In the past, our girls would tell their parents that they would not get married in a manner which reflected the girl’s attachment to her folks; the same statements today actually symbolize the girl’s want for freedom and liberty. Today’s girl looks up to America for her idealistic role model. A notion of broken homes and marriages, and of course free relationships.
As a community, as households, we have largely failed. Looking at the statistics today of cases in our matrimonial committees, one wonders if we truly remember what the Holy Prophet said about how divorce was an abominable act, despised and disliked.

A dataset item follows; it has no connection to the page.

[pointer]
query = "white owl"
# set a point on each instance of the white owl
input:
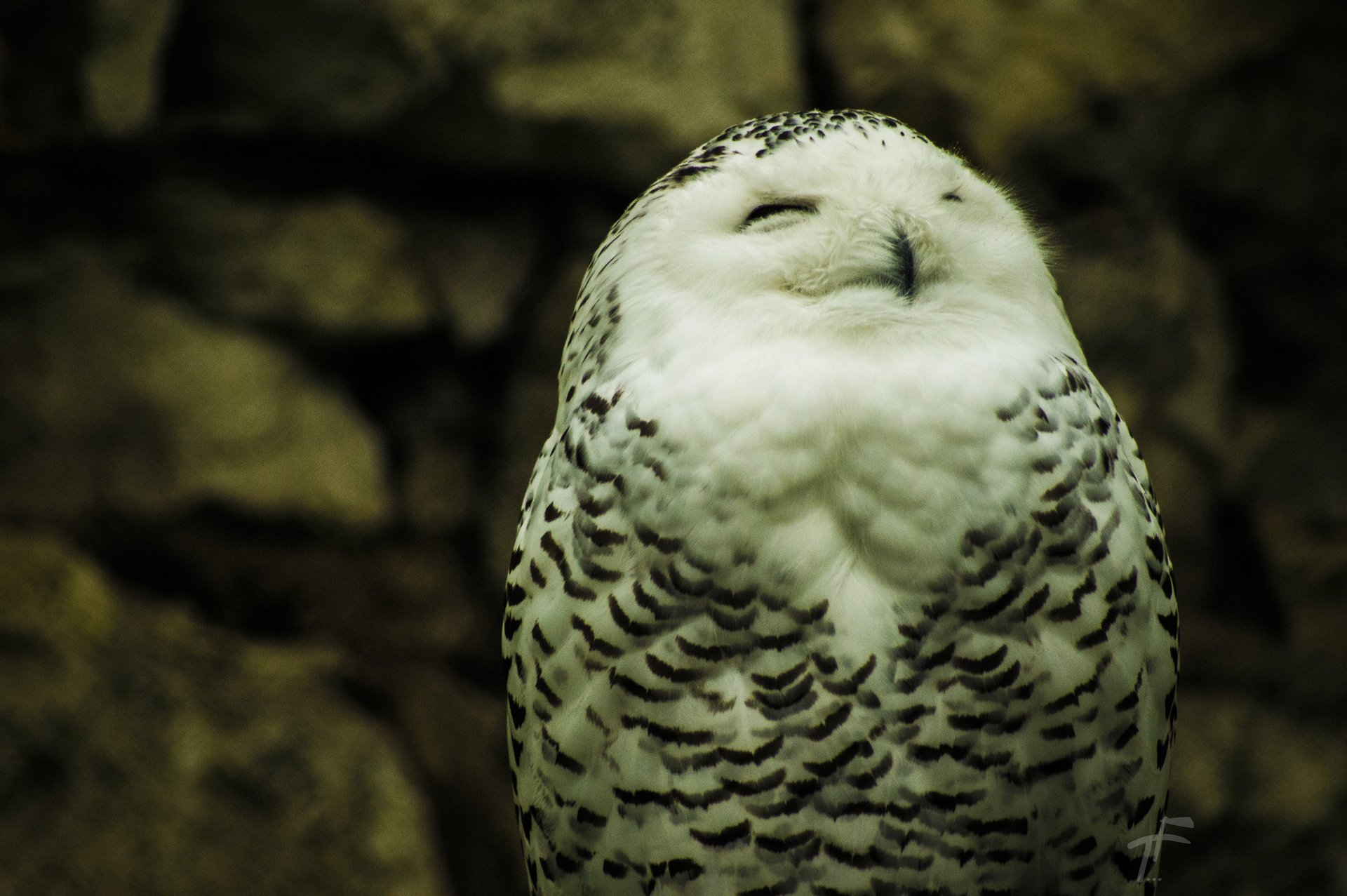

Some of you may shout foul over this piece, but look around you again. Bolder girls, more educated girls, more vocal girls, girls who talk of being leaders themselves rather than followers, corporate-style competitive girls, aggressive girls, exposed girls. Is it then any wonder why homes would not survive? The most daft thing to do is to follow the lifestyle of people who have themselves failed, and the most clever thing to do would be to follow the footsteps of our Aimmah (AS), for whose women, their men were their world, their leaders, their protectors, and everything they did was in seeking the pleasure of Allah (SWT), not the leadership of a community, a society or even a large Multinational. Whether we like it or not, we must educate our girls to the best of our ability, but if as a parent you forgot to teach them Islamic values and principles in which the woman is the pivot of the family, a giver, you just contributed to the falling moral standards of society.
Now the last question we must then address collectively is what parents should do when their children fall in love. What should they do if the boy or the girl expresses love for a boy from the community, and when they express similar sentiments for one outside? Any bright ideas?